Synthesis and evaluation of carbagalactosyl 1,2-aziridines and -epoxides as glycosidase inhibitors

Abstract

The natural product cyclophellitol is a cyclitol epoxide that mimics a β-glucoside and functions as a mechanism-based inhibitor for retaining β-glucosidases by forming a stable covalent intermediate with the enzyme's catalytic nucleophile. The epoxide is located across the carbons equivalent to C1 and O5 of glucose, and multiple congeners have been synthesised, as well as the corresponding aziridines, and shown to inactivate their cognate glycosidases.
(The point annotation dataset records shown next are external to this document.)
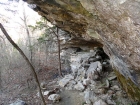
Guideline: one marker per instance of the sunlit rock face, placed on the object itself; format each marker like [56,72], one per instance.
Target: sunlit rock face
[113,23]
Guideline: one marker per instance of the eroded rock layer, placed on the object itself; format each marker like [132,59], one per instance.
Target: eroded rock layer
[113,23]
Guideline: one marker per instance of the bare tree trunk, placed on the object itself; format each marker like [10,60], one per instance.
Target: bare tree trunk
[26,59]
[24,19]
[59,59]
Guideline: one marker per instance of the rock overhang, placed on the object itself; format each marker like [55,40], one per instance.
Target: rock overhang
[115,24]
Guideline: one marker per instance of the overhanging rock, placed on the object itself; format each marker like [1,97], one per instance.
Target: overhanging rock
[114,23]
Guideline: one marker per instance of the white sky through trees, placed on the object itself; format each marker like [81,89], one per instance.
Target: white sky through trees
[11,13]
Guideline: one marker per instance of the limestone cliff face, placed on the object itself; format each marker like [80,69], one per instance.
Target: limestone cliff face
[113,23]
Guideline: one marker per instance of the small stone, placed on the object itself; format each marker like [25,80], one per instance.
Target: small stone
[119,93]
[79,86]
[38,94]
[115,87]
[104,63]
[89,96]
[63,82]
[110,92]
[100,65]
[112,78]
[110,102]
[54,97]
[46,93]
[99,102]
[43,85]
[101,91]
[86,82]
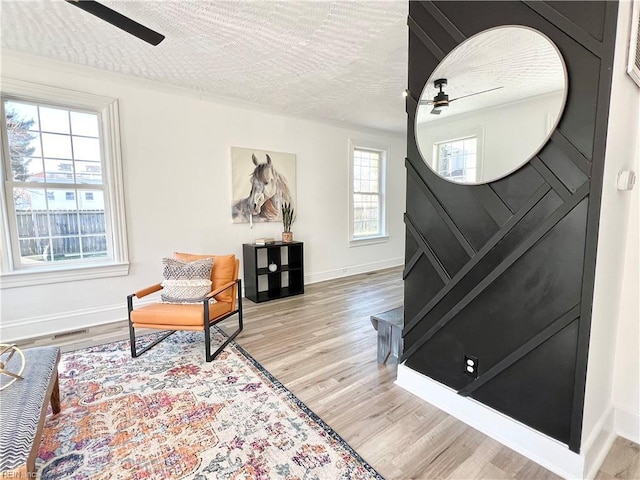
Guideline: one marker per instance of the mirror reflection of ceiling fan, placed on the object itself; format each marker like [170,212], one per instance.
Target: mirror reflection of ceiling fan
[118,20]
[441,100]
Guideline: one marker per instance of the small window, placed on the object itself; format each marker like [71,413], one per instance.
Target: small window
[368,215]
[457,159]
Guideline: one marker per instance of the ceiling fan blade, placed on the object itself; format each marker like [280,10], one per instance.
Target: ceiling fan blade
[118,20]
[476,93]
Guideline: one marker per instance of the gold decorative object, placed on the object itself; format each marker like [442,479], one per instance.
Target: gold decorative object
[5,356]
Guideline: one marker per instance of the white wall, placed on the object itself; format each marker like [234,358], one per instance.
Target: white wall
[617,261]
[495,127]
[175,149]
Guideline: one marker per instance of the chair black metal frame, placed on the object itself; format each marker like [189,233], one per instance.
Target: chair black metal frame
[207,324]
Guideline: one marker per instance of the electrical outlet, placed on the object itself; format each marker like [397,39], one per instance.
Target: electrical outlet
[471,366]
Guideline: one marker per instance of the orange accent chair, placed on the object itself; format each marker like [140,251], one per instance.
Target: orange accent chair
[226,289]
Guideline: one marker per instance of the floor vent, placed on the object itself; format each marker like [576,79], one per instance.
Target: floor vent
[69,334]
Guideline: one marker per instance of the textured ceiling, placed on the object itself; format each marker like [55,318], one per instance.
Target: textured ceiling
[519,59]
[341,61]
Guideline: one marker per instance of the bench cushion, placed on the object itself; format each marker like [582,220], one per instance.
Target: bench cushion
[22,404]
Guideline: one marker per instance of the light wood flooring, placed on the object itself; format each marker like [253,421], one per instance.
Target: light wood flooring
[322,346]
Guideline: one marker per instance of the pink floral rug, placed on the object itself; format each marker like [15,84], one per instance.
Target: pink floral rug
[169,414]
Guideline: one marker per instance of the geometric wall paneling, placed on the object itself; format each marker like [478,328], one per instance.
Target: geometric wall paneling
[540,383]
[504,271]
[559,163]
[528,292]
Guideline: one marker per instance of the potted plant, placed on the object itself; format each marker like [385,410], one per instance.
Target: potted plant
[288,217]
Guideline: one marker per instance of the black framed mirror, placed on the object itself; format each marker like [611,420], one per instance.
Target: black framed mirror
[491,105]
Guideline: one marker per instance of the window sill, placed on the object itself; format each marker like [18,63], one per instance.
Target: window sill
[368,241]
[31,277]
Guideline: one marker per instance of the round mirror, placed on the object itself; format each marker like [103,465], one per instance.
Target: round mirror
[491,105]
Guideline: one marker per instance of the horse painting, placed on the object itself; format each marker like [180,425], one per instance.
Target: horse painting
[269,189]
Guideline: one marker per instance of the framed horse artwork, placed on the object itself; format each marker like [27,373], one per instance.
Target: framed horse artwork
[261,182]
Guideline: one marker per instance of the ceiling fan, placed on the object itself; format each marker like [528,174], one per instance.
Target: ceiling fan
[118,20]
[441,100]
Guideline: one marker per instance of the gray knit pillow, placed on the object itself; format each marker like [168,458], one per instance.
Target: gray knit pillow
[186,282]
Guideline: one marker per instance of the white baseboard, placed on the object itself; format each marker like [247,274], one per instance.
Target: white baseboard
[627,424]
[545,451]
[352,270]
[13,331]
[45,325]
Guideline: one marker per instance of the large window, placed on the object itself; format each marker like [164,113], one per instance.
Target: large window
[367,219]
[62,194]
[457,159]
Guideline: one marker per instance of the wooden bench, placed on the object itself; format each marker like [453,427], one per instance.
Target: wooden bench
[389,326]
[23,409]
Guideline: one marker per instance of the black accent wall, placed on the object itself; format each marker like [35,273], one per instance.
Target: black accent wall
[504,272]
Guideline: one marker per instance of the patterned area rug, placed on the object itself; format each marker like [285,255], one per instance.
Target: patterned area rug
[169,414]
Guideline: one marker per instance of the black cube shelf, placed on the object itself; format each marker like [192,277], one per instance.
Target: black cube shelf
[262,284]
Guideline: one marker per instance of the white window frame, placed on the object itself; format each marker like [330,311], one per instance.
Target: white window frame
[117,264]
[454,134]
[383,236]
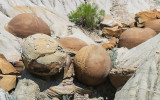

In a quest for a potent covalent inactivator of an α-galactosaminidase that is used in the conversion of A type blood to O type through modification of the antigen, we synthesised the galacto-configured 1,2-α-aziridine in which the aziridine ring is located across the carbons equivalent to C1 and C2. While neither this nor the corresponding epoxide inactivated our enzyme or any of the α-galactosidases tested, the β-configured analogues were shown by mass spectrometry to function as covalent inactivators of several β-glycosidases and their inactivation behaviour characterised kinetically. Molecular modeling indicates that 1,2-α-aziridines adopt an unfavorable conformation in solution, preventing binding to the enzyme active site. The synthesis of these compounds and their activities as inhibitors and inactivators of glycosidases of different families will direct future attempts to develop inactivators beyond those of the more common cyclophellitol class.